The value of a defined contribution plan is the total account balance maintained for an individual under the Plan as of any given date. Certainly the manner in which such an account is viewed as property will depend upon the property model followed in your state. Depending upon the property model followed, the entire account balance could be subject to division or, depending upon the circumstances of the employee’s participation, only part of such account could be subject to division.
If an individual began participating in the defined contribution plan prior to marriage, the entire account balance maintained by the plan on his/her behalf may not be considered marital property. In this case it is the job of the appraiser to determine what part of such account balance is attributed to the period of marriage and which should remain the sole property of the employee.
Pension Appraisers, Inc. offers three methods of determing the portion of a defined contribution plan which accumulated during the period of marriage. It is important to remember that determining such a value is not always an exact science. The value of these accounts can change on a daily basis and some individuals may have participated in such plans for many years. Following is a brief explanation of the three methods:
Segregation Method: The account balance on the Date of Marriage, plus all interest and investment growth attributable to these monies is subtracted from the account balance on the Date the Marriage Ended/Cut-Off Date. The difference is the value of the account subject to division. This approach assumes that any growth in pre-marital account balance which occurred during the marriage is considered separate property. Most Dual Property Model states view this growth as separate property.

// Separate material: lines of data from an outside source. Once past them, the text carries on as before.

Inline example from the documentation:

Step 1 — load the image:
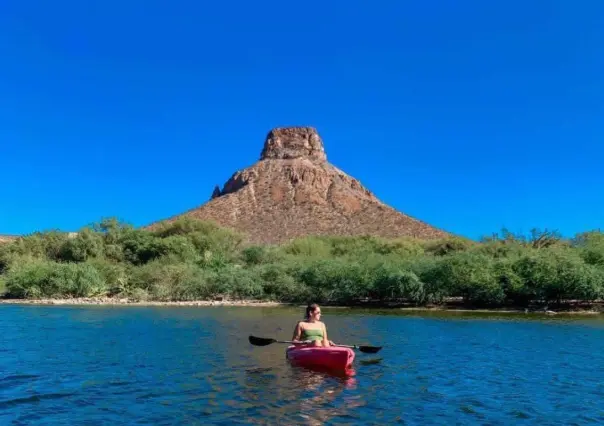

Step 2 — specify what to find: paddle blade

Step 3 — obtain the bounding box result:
[249,336,276,346]
[359,346,382,354]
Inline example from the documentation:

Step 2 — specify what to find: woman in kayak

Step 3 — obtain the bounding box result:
[292,303,335,347]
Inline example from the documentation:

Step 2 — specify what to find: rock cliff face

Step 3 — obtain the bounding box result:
[149,127,448,243]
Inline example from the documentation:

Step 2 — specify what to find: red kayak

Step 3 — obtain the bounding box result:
[285,346,354,371]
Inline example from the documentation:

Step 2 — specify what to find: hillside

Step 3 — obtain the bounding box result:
[149,127,449,243]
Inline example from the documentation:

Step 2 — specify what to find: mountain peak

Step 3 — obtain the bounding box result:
[260,127,327,162]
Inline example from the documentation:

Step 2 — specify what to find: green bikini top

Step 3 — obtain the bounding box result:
[300,329,323,340]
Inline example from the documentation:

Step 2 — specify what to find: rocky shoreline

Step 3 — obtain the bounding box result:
[0,297,604,315]
[0,297,287,307]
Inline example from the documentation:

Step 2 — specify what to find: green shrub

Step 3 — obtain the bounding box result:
[5,260,107,298]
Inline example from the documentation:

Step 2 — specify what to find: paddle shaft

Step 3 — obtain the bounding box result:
[250,336,381,353]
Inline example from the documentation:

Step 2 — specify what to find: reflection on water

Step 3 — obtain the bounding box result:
[0,306,604,425]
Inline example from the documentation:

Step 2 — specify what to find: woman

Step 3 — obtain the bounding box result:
[292,303,335,347]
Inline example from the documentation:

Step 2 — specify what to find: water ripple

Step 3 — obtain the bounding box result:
[0,306,604,425]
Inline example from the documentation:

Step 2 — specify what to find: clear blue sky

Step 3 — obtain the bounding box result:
[0,0,604,238]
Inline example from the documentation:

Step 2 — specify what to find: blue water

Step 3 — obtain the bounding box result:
[0,305,604,425]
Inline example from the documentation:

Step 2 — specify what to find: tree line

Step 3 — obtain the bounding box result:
[0,218,604,307]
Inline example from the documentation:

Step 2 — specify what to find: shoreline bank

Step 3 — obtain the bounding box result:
[0,297,604,315]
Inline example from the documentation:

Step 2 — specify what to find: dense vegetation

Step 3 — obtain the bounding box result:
[0,219,604,306]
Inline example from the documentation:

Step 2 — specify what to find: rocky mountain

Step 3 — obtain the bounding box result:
[149,127,449,243]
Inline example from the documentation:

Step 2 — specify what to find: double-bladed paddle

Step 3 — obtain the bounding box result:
[249,336,382,354]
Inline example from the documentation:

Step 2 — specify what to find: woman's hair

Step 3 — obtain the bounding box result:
[304,303,319,319]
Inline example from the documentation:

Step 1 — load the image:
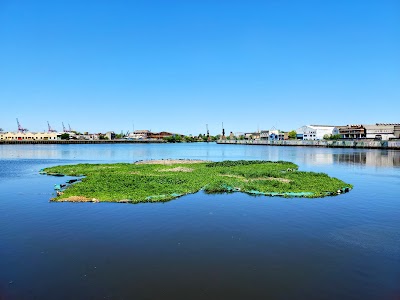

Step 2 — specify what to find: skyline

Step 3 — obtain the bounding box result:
[0,0,400,134]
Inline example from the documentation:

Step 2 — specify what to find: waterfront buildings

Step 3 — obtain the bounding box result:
[0,131,62,141]
[296,125,339,140]
[338,125,366,139]
[364,123,400,141]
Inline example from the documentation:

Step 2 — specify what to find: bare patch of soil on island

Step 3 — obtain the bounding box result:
[135,159,211,165]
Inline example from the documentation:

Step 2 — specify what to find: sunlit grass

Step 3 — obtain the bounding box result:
[44,161,352,203]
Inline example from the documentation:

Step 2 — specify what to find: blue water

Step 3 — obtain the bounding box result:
[0,143,400,300]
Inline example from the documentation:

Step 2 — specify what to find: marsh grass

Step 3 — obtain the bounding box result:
[44,161,352,203]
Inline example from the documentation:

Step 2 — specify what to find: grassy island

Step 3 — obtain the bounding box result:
[42,160,352,203]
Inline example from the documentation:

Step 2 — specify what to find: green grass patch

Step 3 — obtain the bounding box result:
[41,160,352,203]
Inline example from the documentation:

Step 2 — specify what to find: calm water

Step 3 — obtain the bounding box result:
[0,144,400,300]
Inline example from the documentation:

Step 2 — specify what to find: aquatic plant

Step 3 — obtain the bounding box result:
[41,160,352,203]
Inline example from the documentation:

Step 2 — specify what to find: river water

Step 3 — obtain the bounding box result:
[0,143,400,300]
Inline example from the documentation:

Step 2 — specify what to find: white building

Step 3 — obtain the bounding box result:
[127,130,151,140]
[0,132,61,141]
[296,125,339,140]
[364,123,400,141]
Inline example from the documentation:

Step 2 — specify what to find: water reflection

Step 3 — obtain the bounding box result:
[333,150,400,167]
[0,143,400,167]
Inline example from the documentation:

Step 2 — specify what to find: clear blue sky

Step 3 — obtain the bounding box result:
[0,0,400,134]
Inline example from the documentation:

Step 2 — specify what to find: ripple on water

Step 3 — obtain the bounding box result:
[332,224,400,255]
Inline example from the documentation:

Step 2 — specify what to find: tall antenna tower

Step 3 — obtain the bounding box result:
[47,121,57,133]
[17,118,28,133]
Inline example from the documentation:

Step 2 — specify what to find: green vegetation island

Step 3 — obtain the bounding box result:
[40,160,353,203]
[40,160,353,203]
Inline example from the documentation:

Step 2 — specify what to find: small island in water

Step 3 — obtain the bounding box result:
[40,160,353,203]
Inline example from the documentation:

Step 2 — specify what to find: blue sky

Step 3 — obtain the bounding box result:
[0,0,400,134]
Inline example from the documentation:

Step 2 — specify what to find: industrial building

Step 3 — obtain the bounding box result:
[296,125,339,140]
[337,125,366,139]
[0,131,62,141]
[364,123,400,141]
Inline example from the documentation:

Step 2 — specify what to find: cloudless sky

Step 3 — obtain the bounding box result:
[0,0,400,134]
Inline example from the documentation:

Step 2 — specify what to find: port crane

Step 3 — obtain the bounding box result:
[17,118,28,133]
[47,121,57,133]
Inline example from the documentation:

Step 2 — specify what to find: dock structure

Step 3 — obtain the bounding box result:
[217,140,400,150]
[0,140,166,145]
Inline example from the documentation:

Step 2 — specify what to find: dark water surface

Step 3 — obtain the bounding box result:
[0,144,400,300]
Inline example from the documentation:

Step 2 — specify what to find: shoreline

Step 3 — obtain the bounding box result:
[217,140,400,150]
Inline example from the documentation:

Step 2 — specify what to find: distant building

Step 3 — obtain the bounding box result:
[0,131,61,141]
[147,131,173,140]
[337,125,366,139]
[268,129,285,141]
[128,130,151,140]
[244,132,260,140]
[260,130,269,140]
[235,132,244,139]
[296,125,339,140]
[104,131,115,141]
[364,123,400,141]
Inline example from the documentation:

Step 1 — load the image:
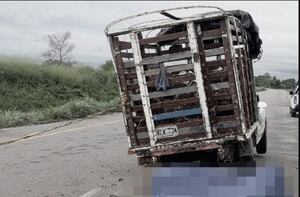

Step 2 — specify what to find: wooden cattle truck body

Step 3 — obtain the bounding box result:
[106,6,259,163]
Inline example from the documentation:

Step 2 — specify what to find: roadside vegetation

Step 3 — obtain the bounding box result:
[0,59,119,128]
[255,73,296,89]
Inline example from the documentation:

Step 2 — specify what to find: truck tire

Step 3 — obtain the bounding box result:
[256,120,267,154]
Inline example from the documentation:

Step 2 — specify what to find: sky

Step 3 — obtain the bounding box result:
[0,1,299,79]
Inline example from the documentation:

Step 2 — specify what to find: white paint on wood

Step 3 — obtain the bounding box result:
[130,32,155,146]
[187,22,212,138]
[225,17,246,133]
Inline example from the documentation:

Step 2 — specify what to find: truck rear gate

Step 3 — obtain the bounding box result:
[107,5,258,160]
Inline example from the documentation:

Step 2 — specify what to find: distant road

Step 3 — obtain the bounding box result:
[0,90,299,197]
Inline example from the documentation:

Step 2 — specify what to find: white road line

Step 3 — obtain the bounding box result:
[80,188,101,197]
[19,119,122,142]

However, this is not true for all Dual Property Model states, and should be researched before using this method.
Subtraction Method: The account balance as of the Date of Marriage is subtracted from the account balance as of the Date the Marriage Ended/Cut-Off Date. The difference in the account balances is the value of the account subject to division. This approach assumes that any growth in the pre-marital account balance which accumulated during the marriage is considered marital property. Only a few Dual Property Model states view this growth as marital property.
Coverture Method: The account balance as of the Date Marriage Ended/Cut-Off Date is multiplied by a coverture fraction to determine the value of the account for equitable distribution.